Vanilla has long held first place in American cooking as flavoring, but is no longer highly esteemed, and by many it is considered injurious. The essences of fruits, flowers, and nuts are preferable. They cost twenty cents per bottle of two ounces.
Cordials or liqueurs give by far the most delicate and pleasant flavor to jellies, creams, and many other desserts. They are rich syrups of different flavors, and contain only enough spirits to preserve them. Maraschino has the flavor of bitter cherry, curacao of orange-peel, noyau of peach-kernels or nuts. They cost about $1.50 per bottle, holding nearly a quart, and last so long a time that the expense of using them is really not greater, if as much, as for vanilla, which costs twenty-five cents for two ounces.
Kirsch, rum, and sherry are also much used in high-class cooking, and, like the liqueurs, need not be excluded from use on the score of temperance. The slight flavor they impart to cooked dishes does not suggest the drink or create a taste for liquors. Wine augments the flavor of salt, and so the latter should be used sparingly until after the flavoring is added.
Eau de Vie de Dantzic is made of brandy, is highly flavored, and contains gold-leaf. It is used for jellies, making them very ornamental. There is seldom enough gold-leaf in it, however, and more should be added. A book of gold-leaf costs less than fifty cents.
In French cooking the vanilla bean is generally used instead of the extract. The bean is split and infused in the liquid. Half of one bean is sufficient to flavor one quart, but its use is not always economical, as one bean costs twenty cents. It is said the Tonquin bean, which is much less expensive, very closely resembles the vanilla bean in flavor and can be substituted for it.

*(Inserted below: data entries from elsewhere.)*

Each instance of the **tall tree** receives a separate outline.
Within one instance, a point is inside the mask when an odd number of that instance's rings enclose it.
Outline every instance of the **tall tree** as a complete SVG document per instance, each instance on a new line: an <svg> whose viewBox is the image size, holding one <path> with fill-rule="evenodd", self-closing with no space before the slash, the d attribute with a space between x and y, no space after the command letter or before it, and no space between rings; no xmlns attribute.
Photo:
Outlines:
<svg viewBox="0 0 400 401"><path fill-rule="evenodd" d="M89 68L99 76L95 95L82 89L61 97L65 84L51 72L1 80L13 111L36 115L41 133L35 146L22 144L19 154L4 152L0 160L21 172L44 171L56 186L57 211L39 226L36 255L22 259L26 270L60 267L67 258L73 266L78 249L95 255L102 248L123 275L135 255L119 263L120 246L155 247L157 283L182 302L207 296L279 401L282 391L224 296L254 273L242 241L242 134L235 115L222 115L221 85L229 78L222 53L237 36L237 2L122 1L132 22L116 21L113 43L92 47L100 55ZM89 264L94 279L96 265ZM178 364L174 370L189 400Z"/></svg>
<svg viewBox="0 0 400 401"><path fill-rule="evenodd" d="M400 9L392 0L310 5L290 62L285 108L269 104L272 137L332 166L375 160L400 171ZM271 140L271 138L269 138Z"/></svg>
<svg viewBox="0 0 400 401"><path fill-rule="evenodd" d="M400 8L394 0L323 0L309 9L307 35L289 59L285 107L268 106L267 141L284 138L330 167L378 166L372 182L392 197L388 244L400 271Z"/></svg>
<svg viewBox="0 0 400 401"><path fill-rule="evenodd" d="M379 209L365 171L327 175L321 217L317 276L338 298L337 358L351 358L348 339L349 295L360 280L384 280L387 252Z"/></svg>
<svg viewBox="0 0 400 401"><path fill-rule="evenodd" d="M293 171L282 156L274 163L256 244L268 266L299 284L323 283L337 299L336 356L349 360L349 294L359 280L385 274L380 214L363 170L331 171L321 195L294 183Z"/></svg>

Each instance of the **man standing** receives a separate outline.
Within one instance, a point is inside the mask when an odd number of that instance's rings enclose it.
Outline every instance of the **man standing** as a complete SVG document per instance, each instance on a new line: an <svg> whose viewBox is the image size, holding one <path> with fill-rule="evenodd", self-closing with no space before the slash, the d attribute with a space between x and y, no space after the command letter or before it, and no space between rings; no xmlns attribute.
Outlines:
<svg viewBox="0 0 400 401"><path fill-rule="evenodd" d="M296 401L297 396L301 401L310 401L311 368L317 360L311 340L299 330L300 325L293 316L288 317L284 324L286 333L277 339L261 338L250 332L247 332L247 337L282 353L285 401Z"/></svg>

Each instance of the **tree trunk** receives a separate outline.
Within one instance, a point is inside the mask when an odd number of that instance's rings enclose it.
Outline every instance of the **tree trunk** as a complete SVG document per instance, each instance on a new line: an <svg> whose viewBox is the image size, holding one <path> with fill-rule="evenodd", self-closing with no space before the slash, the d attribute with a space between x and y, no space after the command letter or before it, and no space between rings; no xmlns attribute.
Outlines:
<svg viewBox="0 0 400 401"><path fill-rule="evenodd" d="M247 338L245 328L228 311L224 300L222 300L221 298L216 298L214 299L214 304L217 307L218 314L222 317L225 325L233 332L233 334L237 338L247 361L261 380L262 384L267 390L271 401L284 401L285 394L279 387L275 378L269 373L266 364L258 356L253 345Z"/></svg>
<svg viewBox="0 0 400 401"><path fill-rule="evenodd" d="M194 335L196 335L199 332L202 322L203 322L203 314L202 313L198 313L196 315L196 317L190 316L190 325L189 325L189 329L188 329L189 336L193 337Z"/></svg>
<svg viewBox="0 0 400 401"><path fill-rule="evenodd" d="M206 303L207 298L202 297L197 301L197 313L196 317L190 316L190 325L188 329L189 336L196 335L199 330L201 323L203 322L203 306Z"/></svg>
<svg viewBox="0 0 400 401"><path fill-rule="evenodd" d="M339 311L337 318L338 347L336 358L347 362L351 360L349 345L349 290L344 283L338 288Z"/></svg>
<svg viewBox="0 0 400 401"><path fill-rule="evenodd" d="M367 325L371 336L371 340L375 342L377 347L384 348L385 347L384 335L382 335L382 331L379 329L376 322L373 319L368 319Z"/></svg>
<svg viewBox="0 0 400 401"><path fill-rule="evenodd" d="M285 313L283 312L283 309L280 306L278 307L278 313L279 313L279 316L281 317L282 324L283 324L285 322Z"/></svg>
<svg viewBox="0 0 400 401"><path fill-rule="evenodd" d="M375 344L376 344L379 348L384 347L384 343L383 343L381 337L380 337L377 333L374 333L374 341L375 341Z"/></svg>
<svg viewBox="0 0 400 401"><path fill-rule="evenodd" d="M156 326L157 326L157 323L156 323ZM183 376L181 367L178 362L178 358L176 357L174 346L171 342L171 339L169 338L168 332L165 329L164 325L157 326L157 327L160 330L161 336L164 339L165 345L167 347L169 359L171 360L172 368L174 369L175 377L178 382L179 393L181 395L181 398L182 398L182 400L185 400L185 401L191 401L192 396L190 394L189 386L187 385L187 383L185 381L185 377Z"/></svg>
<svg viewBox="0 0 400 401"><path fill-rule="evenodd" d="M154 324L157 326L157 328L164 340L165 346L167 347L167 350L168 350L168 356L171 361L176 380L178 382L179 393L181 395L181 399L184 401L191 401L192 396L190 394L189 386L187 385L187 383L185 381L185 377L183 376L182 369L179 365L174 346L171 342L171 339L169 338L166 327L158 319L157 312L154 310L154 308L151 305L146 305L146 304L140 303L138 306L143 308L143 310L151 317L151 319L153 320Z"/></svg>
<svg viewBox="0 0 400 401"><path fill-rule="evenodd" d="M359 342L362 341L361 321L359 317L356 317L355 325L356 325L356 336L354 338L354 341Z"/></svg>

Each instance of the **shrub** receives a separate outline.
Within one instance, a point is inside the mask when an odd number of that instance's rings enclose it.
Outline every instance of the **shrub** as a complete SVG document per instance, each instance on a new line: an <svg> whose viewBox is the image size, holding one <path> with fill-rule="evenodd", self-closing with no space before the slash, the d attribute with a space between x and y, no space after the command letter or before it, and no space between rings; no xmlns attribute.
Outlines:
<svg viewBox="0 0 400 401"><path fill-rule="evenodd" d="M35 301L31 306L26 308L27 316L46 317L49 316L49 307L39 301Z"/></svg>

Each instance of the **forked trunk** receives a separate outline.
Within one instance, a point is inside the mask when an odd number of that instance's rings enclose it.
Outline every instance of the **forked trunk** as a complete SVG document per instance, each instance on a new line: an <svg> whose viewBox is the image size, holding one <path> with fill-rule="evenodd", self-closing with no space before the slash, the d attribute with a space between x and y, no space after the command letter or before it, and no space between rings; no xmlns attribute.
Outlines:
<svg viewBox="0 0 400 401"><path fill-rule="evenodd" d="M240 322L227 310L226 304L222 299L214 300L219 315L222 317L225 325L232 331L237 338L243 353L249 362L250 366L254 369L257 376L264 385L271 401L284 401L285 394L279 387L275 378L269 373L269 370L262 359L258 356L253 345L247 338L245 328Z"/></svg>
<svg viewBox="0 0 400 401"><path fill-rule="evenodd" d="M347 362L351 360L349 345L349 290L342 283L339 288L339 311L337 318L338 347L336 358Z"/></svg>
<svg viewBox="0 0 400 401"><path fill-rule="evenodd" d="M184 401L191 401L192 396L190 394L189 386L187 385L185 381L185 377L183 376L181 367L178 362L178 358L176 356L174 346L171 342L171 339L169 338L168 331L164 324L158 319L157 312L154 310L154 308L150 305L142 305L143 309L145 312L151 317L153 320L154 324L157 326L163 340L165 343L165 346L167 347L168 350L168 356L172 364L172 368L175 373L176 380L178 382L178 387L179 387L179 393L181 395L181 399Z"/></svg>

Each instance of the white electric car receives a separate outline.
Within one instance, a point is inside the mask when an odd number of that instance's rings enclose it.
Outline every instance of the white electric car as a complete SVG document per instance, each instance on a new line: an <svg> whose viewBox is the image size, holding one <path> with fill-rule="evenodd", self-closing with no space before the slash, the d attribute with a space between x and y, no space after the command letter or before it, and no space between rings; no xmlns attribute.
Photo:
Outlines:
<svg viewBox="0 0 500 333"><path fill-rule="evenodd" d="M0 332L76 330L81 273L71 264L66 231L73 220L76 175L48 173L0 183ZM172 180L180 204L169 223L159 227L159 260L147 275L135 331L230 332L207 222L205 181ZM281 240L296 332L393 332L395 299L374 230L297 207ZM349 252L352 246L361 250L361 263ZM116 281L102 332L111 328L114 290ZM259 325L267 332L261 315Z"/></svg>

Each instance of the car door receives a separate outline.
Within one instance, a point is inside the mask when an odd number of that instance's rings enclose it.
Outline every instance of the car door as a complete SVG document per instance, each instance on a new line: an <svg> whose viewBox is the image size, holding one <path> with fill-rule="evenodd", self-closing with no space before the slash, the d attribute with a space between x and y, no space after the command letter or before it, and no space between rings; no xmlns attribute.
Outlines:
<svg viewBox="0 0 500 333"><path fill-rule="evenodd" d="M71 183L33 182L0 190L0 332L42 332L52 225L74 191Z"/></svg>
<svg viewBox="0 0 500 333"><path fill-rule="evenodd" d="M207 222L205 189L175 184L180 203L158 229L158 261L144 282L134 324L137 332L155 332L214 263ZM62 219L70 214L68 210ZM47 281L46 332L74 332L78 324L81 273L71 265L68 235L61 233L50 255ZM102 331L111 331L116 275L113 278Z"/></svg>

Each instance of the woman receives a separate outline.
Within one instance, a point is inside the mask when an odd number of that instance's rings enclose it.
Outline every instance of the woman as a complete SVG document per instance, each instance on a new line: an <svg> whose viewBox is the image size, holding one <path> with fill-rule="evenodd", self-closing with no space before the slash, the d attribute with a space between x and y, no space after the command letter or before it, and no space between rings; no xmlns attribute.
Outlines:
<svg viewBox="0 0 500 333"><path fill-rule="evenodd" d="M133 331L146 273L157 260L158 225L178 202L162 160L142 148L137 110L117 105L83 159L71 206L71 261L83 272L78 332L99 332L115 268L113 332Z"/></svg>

Vanilla powder is used for ice-creams.
Flavoring sugars can be made as follows:
Cut one ounce of dried vanilla beans into pieces and pound them in a mortar with one half pound of granulated sugar to a fine powder. Pass it through a fine sieve. Pound again the coarse pieces that do not go through at first. Keep it in a well-corked bottle or preserve jar.
Cut from six oranges the thin yellow rind, or zest, taking none of the white peel. Let it thoroughly dry, then pound it in a mortar with a cupful of granulated sugar and pass it through a fine sieve. Keep it in an air-tight jar. One tablespoonful of this sugar will flavor a quart of custard. The Mandarin orange makes a good flavor.
Another way is to rub cut loaf-sugar against the peel of an orange or lemon. As the sugar breaks the oil sacs and absorbs the zest, scrape it off, dry, and pass it through a fine sieve.
Make the same as orange sugar, using two cupfuls of dried rose leaves to one of sugar.
Orange and lemon syrups are made by pounding the thin yellow rinds with a little tepid water to a pulp, then adding it to cold syrup at 32° (see page 513), and letting it infuse for an hour or more. Strain and keep in air-tight jars.
Pistachio flavor can be obtained, when it is not convenient to use the nuts, by first flavoring with orange-flower water, then adding a very little essence of bitter almond.
A peach leaf, infused with milk when it is scalded for custard, will give the flavor of noyau.
Caramel (see page 78). This gives a very delicate and agreeable flavor to custards, cream and ices.
Preserved orange and lemon peel until clear; let it stand in the syrup several hours, then drain and dry. It will keep indefinitely in a closed jar.